# Typewriter: 26 Tools

This is a variation of the typewriter task in which the agent has access to 26 parameterless tools.

Each tool represents a letter of the alphabet (e.g., 'a', 'b', 'c').

The agent can use each tool to "print" the corresponding letter on a piece of virtual paper.

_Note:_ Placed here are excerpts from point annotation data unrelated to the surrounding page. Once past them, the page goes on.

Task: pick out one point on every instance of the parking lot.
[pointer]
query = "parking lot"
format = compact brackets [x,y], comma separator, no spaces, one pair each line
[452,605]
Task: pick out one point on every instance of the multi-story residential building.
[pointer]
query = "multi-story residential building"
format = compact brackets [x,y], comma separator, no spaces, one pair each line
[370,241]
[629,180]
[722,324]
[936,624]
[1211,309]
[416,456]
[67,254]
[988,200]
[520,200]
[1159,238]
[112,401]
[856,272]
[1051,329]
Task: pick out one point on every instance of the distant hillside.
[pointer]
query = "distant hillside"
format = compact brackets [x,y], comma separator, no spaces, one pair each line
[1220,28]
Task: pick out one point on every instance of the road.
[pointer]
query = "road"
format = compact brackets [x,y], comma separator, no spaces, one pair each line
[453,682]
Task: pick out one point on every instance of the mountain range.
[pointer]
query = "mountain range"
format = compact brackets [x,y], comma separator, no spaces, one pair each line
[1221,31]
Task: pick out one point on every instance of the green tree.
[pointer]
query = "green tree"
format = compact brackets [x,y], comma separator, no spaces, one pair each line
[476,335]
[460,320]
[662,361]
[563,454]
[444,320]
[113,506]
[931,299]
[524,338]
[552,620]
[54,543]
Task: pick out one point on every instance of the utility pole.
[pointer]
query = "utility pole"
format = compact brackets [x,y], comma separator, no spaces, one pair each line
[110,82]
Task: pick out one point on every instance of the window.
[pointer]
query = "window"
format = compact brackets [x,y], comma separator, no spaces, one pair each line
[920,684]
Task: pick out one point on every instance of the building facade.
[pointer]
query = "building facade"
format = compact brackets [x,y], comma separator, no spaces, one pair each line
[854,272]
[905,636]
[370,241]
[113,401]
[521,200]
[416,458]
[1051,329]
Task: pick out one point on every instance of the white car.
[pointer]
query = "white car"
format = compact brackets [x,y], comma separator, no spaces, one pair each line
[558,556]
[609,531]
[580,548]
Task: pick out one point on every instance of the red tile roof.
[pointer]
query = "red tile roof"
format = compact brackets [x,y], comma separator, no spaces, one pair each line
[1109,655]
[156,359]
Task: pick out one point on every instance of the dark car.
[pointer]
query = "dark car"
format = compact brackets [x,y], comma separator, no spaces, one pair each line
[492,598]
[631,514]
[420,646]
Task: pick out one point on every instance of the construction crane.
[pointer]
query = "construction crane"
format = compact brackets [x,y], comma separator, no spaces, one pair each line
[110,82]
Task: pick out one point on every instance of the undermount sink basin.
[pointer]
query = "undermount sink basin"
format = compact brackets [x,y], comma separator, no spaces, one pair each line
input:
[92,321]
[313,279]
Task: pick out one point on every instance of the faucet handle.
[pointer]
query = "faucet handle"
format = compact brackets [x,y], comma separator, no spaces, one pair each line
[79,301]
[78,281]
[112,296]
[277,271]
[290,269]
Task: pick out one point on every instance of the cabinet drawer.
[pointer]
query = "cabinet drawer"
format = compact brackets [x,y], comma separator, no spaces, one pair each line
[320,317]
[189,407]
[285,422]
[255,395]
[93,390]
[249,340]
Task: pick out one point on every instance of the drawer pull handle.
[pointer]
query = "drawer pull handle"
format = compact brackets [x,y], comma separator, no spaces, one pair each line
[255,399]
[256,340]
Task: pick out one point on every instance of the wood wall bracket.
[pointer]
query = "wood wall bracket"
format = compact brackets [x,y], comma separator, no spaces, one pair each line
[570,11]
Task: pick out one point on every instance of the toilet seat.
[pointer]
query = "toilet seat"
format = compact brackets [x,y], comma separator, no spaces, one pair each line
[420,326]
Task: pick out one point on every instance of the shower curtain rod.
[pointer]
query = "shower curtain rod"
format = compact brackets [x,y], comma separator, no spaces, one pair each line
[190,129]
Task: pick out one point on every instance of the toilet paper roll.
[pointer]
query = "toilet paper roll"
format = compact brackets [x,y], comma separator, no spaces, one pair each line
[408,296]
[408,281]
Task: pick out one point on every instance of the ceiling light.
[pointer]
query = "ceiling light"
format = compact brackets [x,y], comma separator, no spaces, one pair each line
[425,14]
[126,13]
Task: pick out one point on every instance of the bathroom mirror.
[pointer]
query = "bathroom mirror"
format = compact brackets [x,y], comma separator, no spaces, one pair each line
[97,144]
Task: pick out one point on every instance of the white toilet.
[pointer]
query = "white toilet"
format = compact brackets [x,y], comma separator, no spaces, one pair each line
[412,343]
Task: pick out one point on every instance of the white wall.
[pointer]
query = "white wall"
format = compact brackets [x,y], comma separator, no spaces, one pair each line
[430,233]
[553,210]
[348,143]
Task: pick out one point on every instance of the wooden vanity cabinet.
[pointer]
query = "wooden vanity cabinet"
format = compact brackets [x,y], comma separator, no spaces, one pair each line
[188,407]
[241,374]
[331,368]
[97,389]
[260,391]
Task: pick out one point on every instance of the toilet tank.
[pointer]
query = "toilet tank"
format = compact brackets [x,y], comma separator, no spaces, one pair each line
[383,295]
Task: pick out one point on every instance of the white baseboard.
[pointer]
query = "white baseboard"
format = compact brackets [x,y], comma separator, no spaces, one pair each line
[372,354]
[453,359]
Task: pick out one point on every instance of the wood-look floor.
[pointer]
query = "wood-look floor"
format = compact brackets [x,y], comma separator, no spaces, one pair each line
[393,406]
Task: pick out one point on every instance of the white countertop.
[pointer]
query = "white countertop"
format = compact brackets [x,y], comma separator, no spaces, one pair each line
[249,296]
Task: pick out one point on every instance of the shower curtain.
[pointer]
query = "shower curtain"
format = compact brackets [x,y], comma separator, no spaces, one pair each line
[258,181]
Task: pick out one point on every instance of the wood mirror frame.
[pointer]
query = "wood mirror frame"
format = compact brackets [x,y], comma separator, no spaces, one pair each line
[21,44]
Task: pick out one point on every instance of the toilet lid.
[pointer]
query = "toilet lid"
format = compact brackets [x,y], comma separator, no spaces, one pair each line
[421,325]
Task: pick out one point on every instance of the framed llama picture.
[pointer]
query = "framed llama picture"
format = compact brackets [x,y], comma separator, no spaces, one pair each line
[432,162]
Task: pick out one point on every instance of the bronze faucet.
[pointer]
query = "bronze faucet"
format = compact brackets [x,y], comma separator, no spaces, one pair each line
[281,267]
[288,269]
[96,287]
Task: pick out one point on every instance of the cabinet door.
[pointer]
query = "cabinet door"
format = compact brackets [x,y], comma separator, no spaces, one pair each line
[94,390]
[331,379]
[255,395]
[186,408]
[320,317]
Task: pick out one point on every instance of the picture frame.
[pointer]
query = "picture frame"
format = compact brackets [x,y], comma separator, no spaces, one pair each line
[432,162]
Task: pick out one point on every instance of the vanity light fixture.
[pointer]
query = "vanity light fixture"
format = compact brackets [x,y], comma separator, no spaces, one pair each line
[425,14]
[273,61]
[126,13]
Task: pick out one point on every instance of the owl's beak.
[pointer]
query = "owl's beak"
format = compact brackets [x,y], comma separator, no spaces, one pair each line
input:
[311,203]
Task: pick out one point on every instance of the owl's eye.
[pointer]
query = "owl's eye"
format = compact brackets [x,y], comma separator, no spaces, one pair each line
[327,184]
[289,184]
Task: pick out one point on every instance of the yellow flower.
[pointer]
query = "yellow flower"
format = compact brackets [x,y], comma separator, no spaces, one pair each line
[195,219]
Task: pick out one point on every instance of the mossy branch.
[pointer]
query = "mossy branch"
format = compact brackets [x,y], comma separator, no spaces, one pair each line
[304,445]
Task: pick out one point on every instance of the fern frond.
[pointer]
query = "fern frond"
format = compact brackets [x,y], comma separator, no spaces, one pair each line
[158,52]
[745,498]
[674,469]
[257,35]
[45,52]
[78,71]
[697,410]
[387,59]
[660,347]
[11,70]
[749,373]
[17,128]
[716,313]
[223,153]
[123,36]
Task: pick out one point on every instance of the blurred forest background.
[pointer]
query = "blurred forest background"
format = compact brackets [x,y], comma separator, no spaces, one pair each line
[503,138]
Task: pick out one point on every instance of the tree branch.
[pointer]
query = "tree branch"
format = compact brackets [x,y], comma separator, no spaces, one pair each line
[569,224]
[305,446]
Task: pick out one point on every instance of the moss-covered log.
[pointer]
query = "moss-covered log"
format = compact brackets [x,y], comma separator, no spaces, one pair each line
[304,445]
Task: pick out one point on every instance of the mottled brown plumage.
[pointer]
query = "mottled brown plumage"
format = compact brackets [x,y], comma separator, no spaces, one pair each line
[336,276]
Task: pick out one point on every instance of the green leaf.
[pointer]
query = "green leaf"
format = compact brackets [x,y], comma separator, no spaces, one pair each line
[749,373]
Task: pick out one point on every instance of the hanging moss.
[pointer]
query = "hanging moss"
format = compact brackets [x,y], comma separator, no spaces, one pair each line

The objective for the agent is to "print" the user's input on the paper exactly.

---------

In [None]:
import os

os.environ["LANGCHAIN_API_KEY"] = "sk-..."  # Your api key.

In [1]:
from langchain_benchmarks import clone_public_dataset, registry

In [2]:
task = registry["Tool Usage - Typewriter (26 tools)"]
task

0,1
Name,Tool Usage - Typewriter (26 tools)
Type,ToolUsageTask
Dataset ID,128af05e-aa00-4e3b-a958-d166dd450581
Description,"Environment with 26 tools each tool represents a letter of the alphabet. The objective of this task is to evaluate the model's ability the use tools for a simple repetition task. For example, if the string is 'abc', the tools 'a', 'b', and 'c' must be invoked in that order. The dataset includes examples of varying difficulty. The difficulty is measured by the length of the string. This is a variation of the typer writer task, where 26 parameterless tools are given instead of a single tool that takes a letter as an argument."


Clone the dataset associaetd with this task

In [3]:
clone_public_dataset(task.dataset_id, dataset_name=task.name)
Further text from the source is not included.